Convenors
Maria Framke - Universität ErfurtAnshu Saluja - Jawaharlal Nehru University New Delhi
Fritzi-Marie Titzmann - Humboldt-Universität zu Berlin
Aastha Tyagi - Georg-August-Universität Göttingen
Long Abstract
In colonial as well as postcolonial South Asia, women have always been involved, and made important, yet often less-recognised and invisibilised, contributions to politico-ideological movements, campaigns and protests. Recent scholarship on different social and political movements has drawn attention to the changing forms of gendered participation in a fast-transforming world. We see this reflected in diverse contexts—demonstrations on climate change, students’ activism in universities, farmers’ protests, and right-wing and nationalist movements. Not only have the ways in which women participate and become active in popular campaigns changed significantly with time, but their changing modes of activism have also reshaped these campaigns.

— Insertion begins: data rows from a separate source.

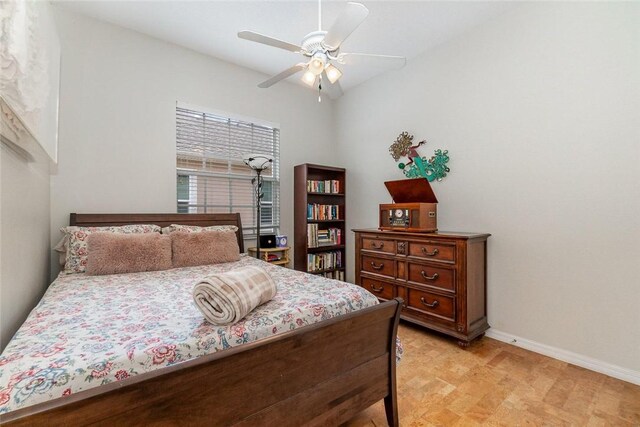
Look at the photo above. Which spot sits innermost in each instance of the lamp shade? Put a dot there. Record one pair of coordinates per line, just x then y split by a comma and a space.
258, 162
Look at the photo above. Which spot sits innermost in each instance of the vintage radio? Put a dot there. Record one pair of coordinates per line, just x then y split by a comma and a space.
415, 207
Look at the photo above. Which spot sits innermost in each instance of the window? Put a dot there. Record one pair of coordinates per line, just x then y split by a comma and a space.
211, 176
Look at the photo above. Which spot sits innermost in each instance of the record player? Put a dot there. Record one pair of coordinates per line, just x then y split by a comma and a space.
415, 207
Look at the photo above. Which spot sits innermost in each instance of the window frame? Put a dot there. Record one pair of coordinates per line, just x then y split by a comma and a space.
193, 205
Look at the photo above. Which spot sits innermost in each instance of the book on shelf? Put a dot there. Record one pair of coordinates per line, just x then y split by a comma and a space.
324, 261
337, 275
329, 186
316, 212
318, 238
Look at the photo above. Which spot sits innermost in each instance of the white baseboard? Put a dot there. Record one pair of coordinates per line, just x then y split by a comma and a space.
586, 362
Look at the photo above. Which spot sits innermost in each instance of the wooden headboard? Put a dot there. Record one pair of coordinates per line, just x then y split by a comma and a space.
162, 220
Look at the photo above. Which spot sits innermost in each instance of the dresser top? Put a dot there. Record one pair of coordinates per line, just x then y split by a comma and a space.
449, 234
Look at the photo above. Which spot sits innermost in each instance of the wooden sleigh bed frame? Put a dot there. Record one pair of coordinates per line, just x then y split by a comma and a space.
322, 374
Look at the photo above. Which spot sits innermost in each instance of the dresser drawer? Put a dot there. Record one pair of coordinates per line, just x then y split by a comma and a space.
434, 251
384, 246
435, 305
382, 266
378, 288
438, 277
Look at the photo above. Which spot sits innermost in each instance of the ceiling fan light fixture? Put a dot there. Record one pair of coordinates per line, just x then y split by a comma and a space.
317, 63
333, 73
309, 78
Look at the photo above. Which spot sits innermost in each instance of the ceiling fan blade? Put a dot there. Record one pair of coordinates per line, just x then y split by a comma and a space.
261, 38
385, 61
352, 16
333, 90
283, 75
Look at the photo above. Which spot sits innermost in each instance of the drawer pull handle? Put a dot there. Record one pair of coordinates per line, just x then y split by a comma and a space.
424, 302
374, 289
427, 253
434, 277
377, 267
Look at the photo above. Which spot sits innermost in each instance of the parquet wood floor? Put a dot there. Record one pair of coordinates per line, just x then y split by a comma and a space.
493, 383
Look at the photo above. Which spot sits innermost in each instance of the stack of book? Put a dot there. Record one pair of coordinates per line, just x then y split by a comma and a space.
331, 186
324, 261
338, 275
317, 212
328, 237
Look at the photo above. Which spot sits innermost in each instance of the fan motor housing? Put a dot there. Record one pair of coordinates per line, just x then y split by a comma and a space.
312, 42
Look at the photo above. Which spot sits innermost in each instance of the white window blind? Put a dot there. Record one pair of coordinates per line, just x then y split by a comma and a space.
212, 178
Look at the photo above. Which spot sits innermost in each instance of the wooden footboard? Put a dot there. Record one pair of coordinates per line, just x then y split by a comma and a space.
321, 374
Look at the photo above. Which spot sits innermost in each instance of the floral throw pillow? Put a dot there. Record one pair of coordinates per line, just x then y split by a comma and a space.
77, 251
197, 229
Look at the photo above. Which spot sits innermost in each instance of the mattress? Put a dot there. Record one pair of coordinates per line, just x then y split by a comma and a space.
93, 330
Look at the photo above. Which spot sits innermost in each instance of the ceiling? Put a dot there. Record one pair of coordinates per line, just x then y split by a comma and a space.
406, 28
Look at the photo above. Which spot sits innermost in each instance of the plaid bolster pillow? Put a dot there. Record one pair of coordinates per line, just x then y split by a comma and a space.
226, 298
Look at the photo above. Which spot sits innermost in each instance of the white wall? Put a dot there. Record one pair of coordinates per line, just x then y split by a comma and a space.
117, 119
540, 110
24, 236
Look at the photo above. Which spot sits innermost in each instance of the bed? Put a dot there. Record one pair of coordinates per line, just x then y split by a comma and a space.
113, 349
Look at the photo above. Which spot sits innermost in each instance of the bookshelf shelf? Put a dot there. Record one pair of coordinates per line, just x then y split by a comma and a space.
307, 203
325, 248
310, 193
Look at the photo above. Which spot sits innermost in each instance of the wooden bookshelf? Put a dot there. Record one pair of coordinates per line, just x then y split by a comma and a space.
302, 198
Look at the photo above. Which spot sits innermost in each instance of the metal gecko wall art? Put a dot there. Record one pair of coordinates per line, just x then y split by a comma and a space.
418, 166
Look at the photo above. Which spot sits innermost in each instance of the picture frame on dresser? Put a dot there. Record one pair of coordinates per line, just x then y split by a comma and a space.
441, 276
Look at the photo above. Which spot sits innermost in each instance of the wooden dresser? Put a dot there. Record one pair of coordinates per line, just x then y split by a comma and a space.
442, 277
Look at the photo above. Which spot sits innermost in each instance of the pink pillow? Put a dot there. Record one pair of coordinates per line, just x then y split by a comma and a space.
206, 247
114, 253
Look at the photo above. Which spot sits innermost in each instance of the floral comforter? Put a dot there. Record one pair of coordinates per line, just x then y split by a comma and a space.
92, 330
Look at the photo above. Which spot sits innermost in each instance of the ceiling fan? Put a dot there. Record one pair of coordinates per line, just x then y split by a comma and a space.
321, 51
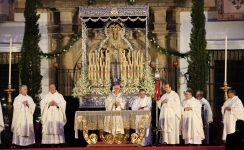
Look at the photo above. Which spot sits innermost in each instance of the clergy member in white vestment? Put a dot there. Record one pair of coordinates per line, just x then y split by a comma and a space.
22, 124
1, 122
192, 126
232, 110
207, 115
53, 117
114, 102
143, 102
170, 116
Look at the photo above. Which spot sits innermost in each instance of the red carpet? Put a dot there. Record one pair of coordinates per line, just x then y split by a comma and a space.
141, 148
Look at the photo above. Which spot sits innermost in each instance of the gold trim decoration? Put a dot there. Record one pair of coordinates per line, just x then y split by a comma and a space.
90, 139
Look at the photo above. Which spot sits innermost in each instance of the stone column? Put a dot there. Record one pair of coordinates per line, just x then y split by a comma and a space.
66, 21
66, 60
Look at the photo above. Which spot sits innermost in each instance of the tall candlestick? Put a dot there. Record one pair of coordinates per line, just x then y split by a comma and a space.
10, 65
225, 73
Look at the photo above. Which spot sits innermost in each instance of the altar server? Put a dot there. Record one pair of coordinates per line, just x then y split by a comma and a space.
114, 102
53, 117
143, 102
232, 110
170, 116
22, 124
192, 126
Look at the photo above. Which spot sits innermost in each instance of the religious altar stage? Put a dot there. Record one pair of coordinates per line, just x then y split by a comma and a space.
141, 148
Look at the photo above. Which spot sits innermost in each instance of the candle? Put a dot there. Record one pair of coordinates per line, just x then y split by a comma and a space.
10, 57
225, 74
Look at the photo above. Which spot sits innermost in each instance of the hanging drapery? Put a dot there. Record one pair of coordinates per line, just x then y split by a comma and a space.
114, 13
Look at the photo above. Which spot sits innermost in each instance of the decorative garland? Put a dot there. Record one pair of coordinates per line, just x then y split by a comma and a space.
155, 45
74, 38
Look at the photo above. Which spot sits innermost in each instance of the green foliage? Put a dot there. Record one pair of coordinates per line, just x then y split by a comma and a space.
198, 60
30, 62
59, 52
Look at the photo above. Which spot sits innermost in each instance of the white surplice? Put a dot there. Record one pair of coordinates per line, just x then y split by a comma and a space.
169, 119
1, 122
114, 124
145, 102
207, 117
22, 124
207, 109
53, 119
192, 126
230, 117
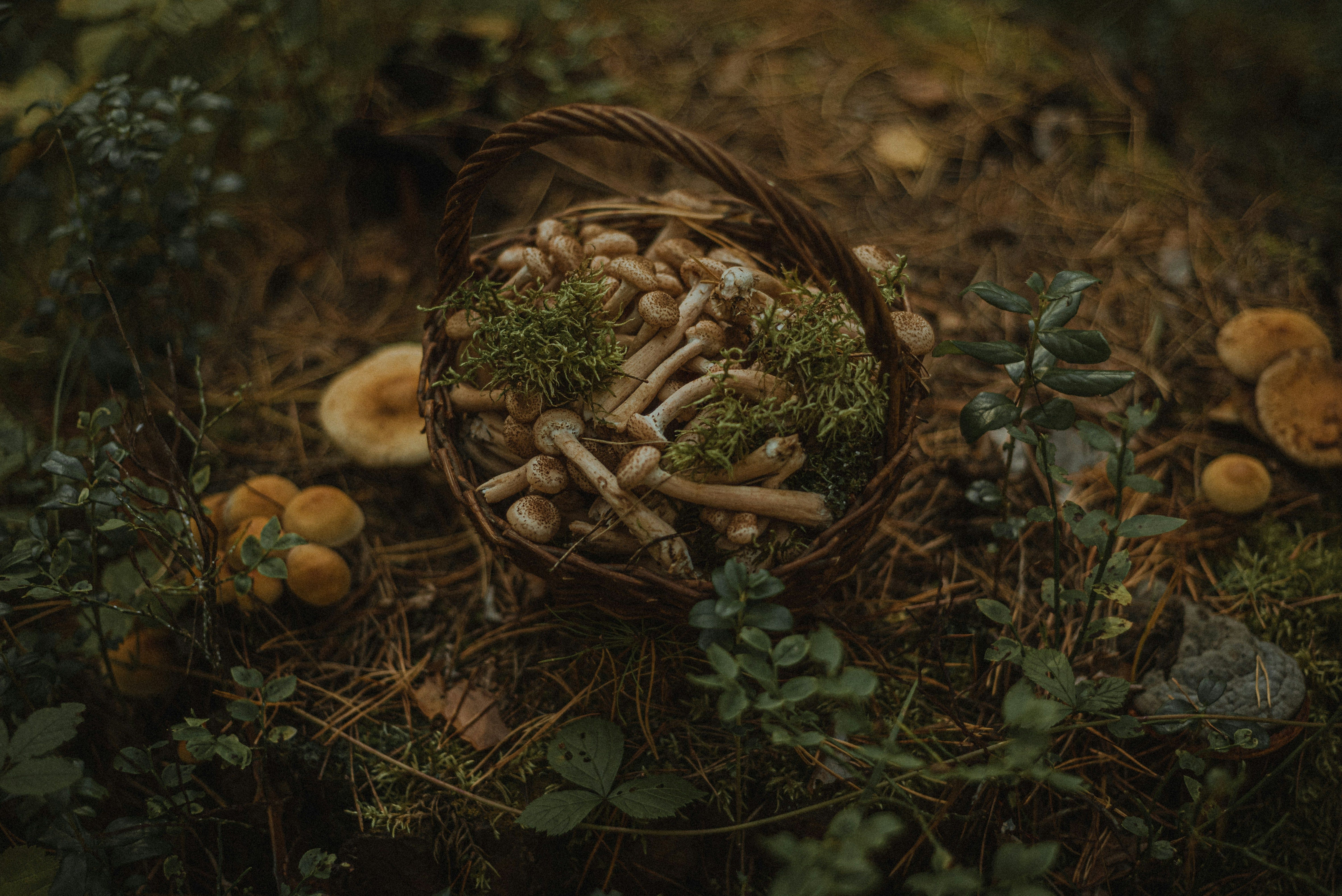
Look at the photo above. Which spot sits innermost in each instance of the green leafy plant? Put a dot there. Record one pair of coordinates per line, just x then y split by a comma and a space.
590, 753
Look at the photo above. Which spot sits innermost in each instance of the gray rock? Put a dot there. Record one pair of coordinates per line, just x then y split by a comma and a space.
1223, 647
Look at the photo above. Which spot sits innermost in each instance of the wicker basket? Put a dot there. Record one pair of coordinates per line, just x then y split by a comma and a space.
762, 219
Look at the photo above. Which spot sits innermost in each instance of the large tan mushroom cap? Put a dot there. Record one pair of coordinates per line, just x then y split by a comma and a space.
1300, 404
1253, 340
372, 410
1236, 483
258, 497
317, 575
325, 516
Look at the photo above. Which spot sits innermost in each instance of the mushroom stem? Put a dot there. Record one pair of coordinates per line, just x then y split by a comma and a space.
646, 360
705, 339
466, 399
804, 508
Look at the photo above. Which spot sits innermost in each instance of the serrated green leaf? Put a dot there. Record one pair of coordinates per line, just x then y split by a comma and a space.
654, 797
1000, 298
588, 753
45, 730
559, 812
986, 412
1086, 383
1147, 525
1077, 347
38, 777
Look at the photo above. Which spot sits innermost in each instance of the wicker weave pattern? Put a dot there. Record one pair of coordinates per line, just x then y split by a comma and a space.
634, 591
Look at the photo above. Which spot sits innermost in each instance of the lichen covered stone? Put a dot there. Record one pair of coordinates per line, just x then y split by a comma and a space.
1223, 647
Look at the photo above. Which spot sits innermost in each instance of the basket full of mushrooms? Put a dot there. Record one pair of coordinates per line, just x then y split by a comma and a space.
634, 391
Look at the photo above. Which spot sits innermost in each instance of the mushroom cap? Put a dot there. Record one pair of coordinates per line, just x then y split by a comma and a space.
659, 309
1253, 340
567, 253
371, 411
317, 575
1236, 483
519, 438
611, 243
637, 466
258, 497
551, 422
547, 474
710, 334
253, 526
676, 251
536, 263
141, 664
547, 231
916, 332
874, 258
524, 407
325, 516
1300, 406
511, 259
634, 270
535, 518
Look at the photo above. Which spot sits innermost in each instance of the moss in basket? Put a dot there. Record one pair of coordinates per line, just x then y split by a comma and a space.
559, 347
838, 403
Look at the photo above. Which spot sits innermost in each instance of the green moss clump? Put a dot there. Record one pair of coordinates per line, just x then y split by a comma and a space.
557, 345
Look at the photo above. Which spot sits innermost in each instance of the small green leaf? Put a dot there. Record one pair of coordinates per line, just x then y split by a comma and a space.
588, 753
654, 797
247, 678
559, 812
996, 352
1086, 383
996, 611
280, 690
1000, 298
1147, 525
986, 412
39, 777
1077, 347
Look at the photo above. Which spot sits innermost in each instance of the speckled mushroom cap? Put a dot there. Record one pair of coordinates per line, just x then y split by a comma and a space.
372, 410
1236, 483
1253, 340
1300, 404
916, 332
535, 518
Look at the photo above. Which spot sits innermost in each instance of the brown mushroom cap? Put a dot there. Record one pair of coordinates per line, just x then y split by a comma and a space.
535, 518
1253, 340
1236, 483
317, 575
1300, 406
143, 664
325, 516
547, 474
916, 332
659, 309
372, 410
258, 497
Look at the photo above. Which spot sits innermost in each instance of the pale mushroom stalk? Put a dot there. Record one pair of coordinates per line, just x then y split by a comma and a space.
752, 383
705, 337
646, 360
557, 434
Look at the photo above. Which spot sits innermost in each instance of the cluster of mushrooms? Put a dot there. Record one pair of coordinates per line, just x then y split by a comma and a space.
324, 516
595, 467
1289, 394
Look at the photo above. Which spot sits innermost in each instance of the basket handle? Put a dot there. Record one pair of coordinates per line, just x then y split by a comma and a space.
810, 239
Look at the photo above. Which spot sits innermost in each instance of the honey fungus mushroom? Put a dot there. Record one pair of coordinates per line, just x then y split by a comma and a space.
325, 516
1300, 407
1236, 483
371, 411
1253, 340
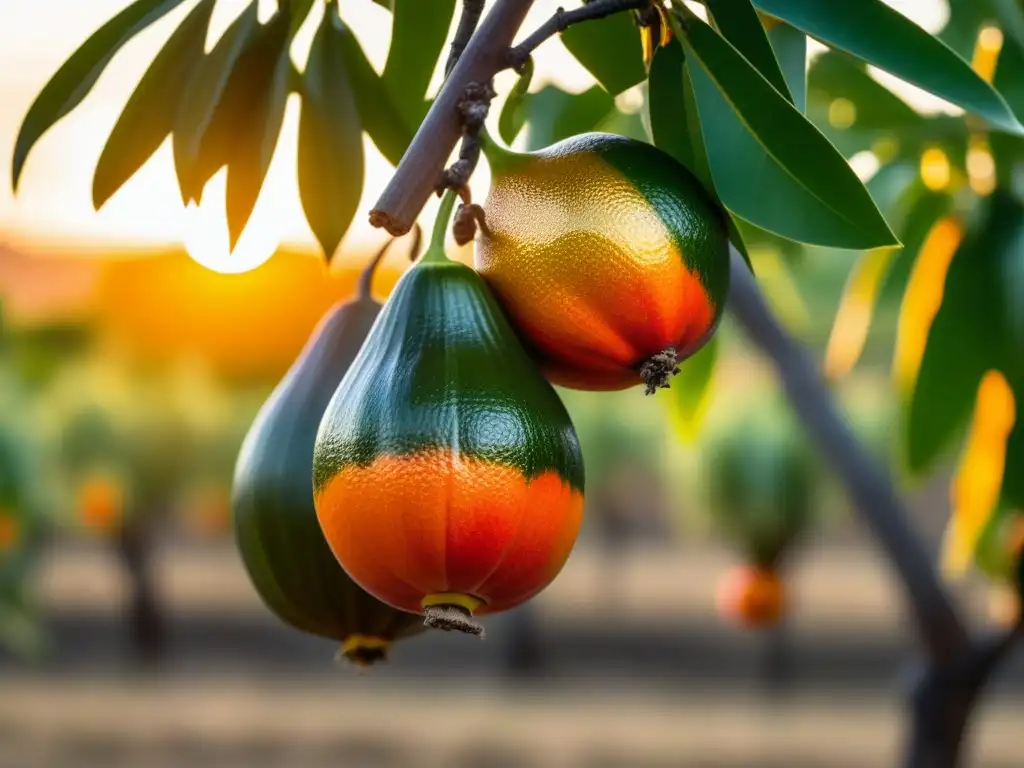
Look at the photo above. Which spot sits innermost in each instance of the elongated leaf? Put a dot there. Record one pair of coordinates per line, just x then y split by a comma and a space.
418, 33
790, 45
268, 67
966, 339
76, 77
872, 112
148, 116
513, 116
610, 49
872, 31
739, 24
690, 391
204, 124
381, 118
331, 164
667, 104
758, 141
554, 114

This panel explores different forms of women’s activism in South Asia from the 1920s up to the present through diverse interdisciplinary approaches that may include history, politics, subaltern studies, gender and media studies, art history, among others. We enquire how women are (re)fashioning the ways in which different movements mobilise, organise, reconfigure ideological discourses and even produce violent strategies to achieve their goals. Further, we interrogate how women’s modes of participation are changing, and how this change is getting reflected in the manner in which they participate in and lead these movements.
This panel pays special attention to transregional and global entanglements of women’s engagement. Ideologies, movements, and forms of solidarity have developed across borders and helped to forge new global alliances, while also fostering a fundamental critique and strong positioning vis-à-vis the “West”. Unsurprisingly, narratives of contemporary political engagement, thus, feature references to historical repertoires as well as global interlinkages. Alongside, we also see how women are leading religious-nationalist discourses, undercutting these very solidarities, thereby forcing us to confront newer and different forms of violence and exclusions.
The panel invites contributions which unpack women’s roles and activism in historical and contemporary politico-ideological movements in South Asia, and examines the ways in which they are changing modes of political engagement through their participation.